Yes. It sounded like I kind of – but Jamie, you were talking about any cancellations on the order book versus delay. There were no cancellations. What we were just talking about for the each ship was a delay. On average, you’re probably talking about a five-month delay for each of the 14 ships plus the two Seabourn expedition ships that are on order.
The most important thing there is going down from five versus nine between now and 2022.
Let’s say hypothetically that the CDC this afternoon said you’re free to sail out of Miami. Realistically, how many weeks do you think it would take for you to set your first ship out at that point?
I think it depends on when that happens. But generally speaking, I’d say within 30 days, we would be able to sail. There’s a lot of different dynamics here, and there are a lot of other countries involved. So we have minimum manning on the ships to keep our ongoing costs down. We have people on, but it’s with a minimum crew. We would have to get the crew back. Depending on the circumstances and the protocols, we could be quarantining crew for a period of time before they go back onboard, which could require more time. But I would say, in different scenarios that in a lot of different times, within 30 days of knowing when we could cruise, we would be prepared to sail.
First, I just want to thank you all for the tremendous color and detail on this call. It’s been super helpful in a very cloudy time. As a theme, Arnold, I know at this point it’s probably difficult for you to opine if you can actually sail in the U.S. as of mid-September. I’m just wondering at what point in time do delays in starting up start to affect the 2021 booking curve? I noticed the language in your release seems to have changed a tad. Earlier, you were saying that almost two-thirds of the bookings for 2021 were cash bookings and now it’s saying that it’s almost 60%.
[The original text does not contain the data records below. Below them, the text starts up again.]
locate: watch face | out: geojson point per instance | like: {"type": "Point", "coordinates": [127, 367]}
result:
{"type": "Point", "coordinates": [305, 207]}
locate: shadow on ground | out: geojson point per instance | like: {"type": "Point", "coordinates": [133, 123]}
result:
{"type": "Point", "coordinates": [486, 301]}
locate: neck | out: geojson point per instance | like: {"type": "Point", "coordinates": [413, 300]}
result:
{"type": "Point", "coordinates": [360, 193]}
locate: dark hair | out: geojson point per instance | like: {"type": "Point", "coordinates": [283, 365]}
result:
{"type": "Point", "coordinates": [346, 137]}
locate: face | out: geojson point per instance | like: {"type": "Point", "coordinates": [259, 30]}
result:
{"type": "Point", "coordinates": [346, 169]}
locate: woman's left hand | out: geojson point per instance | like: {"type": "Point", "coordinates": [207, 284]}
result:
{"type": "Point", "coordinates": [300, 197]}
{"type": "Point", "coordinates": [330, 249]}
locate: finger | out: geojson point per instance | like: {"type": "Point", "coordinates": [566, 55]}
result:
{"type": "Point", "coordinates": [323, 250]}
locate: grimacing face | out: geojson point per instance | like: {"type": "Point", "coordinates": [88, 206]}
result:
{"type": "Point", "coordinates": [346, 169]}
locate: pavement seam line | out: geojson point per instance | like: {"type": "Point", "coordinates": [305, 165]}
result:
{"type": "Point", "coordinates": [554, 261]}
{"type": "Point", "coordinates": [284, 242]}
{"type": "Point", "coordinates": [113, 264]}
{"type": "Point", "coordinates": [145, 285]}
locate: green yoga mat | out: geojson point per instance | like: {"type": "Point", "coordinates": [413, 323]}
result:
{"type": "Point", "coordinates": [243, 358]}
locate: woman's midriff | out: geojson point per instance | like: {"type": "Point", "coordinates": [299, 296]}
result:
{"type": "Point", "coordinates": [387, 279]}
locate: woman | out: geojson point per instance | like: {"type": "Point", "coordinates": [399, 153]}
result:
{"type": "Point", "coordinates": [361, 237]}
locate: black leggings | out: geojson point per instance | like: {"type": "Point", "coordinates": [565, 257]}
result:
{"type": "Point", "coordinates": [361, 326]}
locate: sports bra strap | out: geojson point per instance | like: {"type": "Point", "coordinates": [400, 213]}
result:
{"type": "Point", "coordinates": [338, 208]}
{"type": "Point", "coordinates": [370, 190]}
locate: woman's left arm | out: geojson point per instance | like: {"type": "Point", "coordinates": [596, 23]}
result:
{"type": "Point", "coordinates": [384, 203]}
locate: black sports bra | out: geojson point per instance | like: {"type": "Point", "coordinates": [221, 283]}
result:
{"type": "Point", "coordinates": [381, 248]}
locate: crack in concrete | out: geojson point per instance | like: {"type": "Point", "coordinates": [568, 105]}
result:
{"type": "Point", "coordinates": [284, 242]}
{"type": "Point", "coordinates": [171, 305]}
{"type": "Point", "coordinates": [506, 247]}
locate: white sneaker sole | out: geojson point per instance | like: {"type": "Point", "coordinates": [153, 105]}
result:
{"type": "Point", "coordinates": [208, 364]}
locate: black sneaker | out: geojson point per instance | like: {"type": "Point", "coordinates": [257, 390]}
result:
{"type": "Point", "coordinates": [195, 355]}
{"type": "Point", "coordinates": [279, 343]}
It’s difficult to say, but we are encouraged by the bookings. The 2021 booking curve has already been impacted by the circumstances. If there had been no COVID, we’d be talking about different numbers.
Yes. Different time periods. We had indicated it was about two-thirds, but the 60% was more current. It’s not shocking that this is going to change over time. As people get their future cruise credits, many of them are not turning around and immediately rebooking. We have quite a number of future cruise credits that are still yet to be applied. If your cruise was canceled in April, May or June, you need to reorganize with your family and do a lot of things before rebooking your cruise. Over time, we’ll see the remainder of those future cruise credits booked. We do have quite a few.